Because with every breath, we are incapable of being anything but sinners.
 
God's grace is so much more graceful than ours.
 
Christians make Christianity way more exhausting than it really is.  Consider all that God can forgive and cover over but we don't seem to want Him to. 

Why?
 
Why, when we've been given the gift of a lifetime--freedom from lifelong shame and pain, separation and unforgiveness--why are we selfish with that?  Shouldn't we be eager to shower others with it, too?
 
We stand at the door to the church blocking the ones who need him most--the ones who haven't met him yet--from getting in just as they are--like the nurses and doctors who wouldn't help the man having a heart attack.  We filter who can and can't be helped based on our idea of who deserves it.  Follow the rules first, then you can have the grace!
 
And in doing so, we put the cart before the horse.
 
We expect them to be clean before they've had a shower, to be learned before they've been taught, to be fed before they've gotten food.

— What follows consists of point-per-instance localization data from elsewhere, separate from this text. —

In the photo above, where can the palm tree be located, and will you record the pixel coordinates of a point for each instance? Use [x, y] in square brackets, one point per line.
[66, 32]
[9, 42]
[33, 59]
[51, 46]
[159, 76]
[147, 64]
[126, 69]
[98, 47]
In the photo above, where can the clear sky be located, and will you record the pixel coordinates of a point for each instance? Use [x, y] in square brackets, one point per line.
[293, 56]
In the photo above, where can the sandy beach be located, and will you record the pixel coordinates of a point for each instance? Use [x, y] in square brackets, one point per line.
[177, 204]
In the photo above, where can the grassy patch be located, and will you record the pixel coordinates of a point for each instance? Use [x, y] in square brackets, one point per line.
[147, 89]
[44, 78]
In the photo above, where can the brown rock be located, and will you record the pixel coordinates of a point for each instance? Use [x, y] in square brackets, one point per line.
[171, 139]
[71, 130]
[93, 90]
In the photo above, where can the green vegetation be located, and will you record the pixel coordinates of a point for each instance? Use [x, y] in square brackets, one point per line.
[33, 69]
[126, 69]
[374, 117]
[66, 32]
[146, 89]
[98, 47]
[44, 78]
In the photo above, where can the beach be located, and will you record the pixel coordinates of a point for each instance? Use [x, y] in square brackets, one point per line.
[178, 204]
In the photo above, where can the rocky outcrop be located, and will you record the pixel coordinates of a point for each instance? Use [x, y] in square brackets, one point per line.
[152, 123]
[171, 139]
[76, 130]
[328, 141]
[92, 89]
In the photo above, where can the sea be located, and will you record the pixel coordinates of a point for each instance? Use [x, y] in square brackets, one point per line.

To be healed before they've had the medicine. 
 
We expect them to look like Jesus and understand him before they've experienced him.
 
No!  Back away!  Put down your rules and conditions!

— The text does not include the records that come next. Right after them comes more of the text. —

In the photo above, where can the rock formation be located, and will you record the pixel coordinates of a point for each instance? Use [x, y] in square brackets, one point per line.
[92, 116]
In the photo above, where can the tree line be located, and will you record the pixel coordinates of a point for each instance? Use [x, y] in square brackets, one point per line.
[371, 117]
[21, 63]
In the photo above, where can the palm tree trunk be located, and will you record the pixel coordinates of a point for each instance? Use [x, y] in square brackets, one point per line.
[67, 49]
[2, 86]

I long to woo them with my grace, he says.  Let them come as they are.  Bruised and battered.  Angry and cursing.  Desperate and grieving.  I can handle it all.  ALL.  From the minute to the major.  It is my business to forgive and yours to fall in line behind me.  The list of things that keep you all from me (including disobedience to parents! gossiping! greed!) was recorded in the Bible to show that no one is above needing me.  Not even you.  Not any of you.  It is not to be used as a tool to condemn and isolate.
 
And if they never see me, do not let the burden of that deeply painful thought fall upon your inability to put aside your pride.
 
Put away your swords, Peters of the faith.  This isn't a time to fight but a time to love, to woo, and to welcome the world to Jesus.

Grace. Grace for those who don't know Him yet. Grace for those who know Him and still get it wrong. Grace for those who can't see that they're wrong.

What would the world look like if we spent as much time telling people that Jesus loved them no matter what, instead of pinpointing the reasons they were doomed to be kept from him?
 
And if that seems impossible, once again I ask you:
 
Do you really believe we're saved by grace?
 
Because your ad says something else.